What ever happened to mens rea?

There is an interesting new book that most criminal lawyers, and potential defendants, should read: Harvey Silverglate’s"Three Felonies a Day".

Silverglate is a Boston civil-liberties lawyer and his title refers to the number of crimes he estimates the average American now unwittingly commits because of vague laws. New technology adds its own complexity, making innocent activity potentially criminal.

For example, a man named Bradford Councilman was charged in Massachusetts with violating Federal wiretap laws in 2001. This was because Mr. Councilman worked at a company that was both  an online book-listing service and Internet service provider for the book dealers.  The company routinely intercepted and copied emails as part of the process of shuttling them through the Web to recipients as part of its ISP role.

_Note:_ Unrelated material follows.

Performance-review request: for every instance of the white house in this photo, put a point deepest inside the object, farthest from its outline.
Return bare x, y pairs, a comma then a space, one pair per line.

The federal wiretap laws, Mr. Silverglate writes, were "written before the dawn of the Internet, often amended, not always clear, and frequently lagging behind the whipcrack speed of technological change." Prosecutors chose to interpret the ISP role of momentarily copying messages as they made their way through the system as akin to impermissibly listening in on communications. The case went through several rounds of litigation, with no judge making the obvious point that this is how ISPs operate. After six years, a jury found Mr. Councilman not guilty.

Other misunderstandings of the Web criminalize the exercise of First Amendment rights. A Saudi student in Idaho was charged in 2003 with offering "material support" to terrorists. He had operated Web sites for a Muslim charity that focused on normal religious training, but was prosecuted on the theory that if a user followed enough links off his site, he would find violent, anti-American comments on other sites. The Internet is a series of links, so if there's liability for anything in an online chain, it would be hard to avoid prosecution.

Recently, a Philadelphia, Pennsylvania man, Bruce Shore was indicted in Kentucky under an obscure Federal statute (43 U.S.C. §223) alleging that he "did utilize a telecommunications device, that is a computer, whether or not communication ensued, without disclosing his identity and with the intent to annoy, abuse, threaten, and harass any person who received the communication."

It turns out that Mr. Shore was an unemployed fellow who e-mailed Senator Jim Bunning of Kentucky after Bunning’s one man obstreperous activities several months ago blocking unemployment extensions for every American.  Mr. Shore’s mistake was signing the e-mail “Brad Shore from Lousiville”.  Forget First Amendment.  Forget writing a Senator to complain of the Senator’s position on important issues.  He was indicted because he changed his name from Bruce to Brad and called his hometown Lousiville instead of Philly to get the Senator’s attention.  Instead, Shore got more attention than he wanted!

Mr. Silverglate is a persistent, principled critic of overbroad statutes. This is a common problem in securities laws, which Congress leaves intentionally vague, encouraging regulators and prosecutors to try people even when the law is unclear. He reminds us of the long prosecution of Silicon Valley investment banker Frank Quattrone, which after five years resulted in a reversal of his criminal conviction on vague charges of obstruction of justice.

Under the English common law we inherited, a crime requires intent. This protection is disappearing in the U.S. As Mr. Silverglate writes, "Since the New Deal era, Congress has delegated to various administrative agencies the task of writing the regulations," even as "Congress has demonstrated a growing dysfunction in crafting legislation that can in fact be understood." Prosecutors identify defendants to go after instead of finding a law that was broken and figuring out who did it. Expect more such prosecutions as Washington adds regulations.

Sometimes legislators know when they make false distinctions based on technology. An "anti-cyberbullying" proposal is making its way through Congress, prompted by the tragic case of a 13-year-old girl driven to suicide by the mother of a neighbor posing as a teenage boy and posting abusive messages on MySpace. The law would prohibit using the Internet to "coerce, intimidate, harass, or cause substantial emotional distress to a person." Imagine a law that tried to apply this control of speech to letters, editorials or lobbying.

In a complex world of new technologies, there is more need than ever for clear rules of the road. Americans should expect that a crime requires bad intent and also that Congress and prosecutors will try to create clarity, not uncertainty. Our legal system has a lot of catching up to do to work smoothly with the rest of our lives.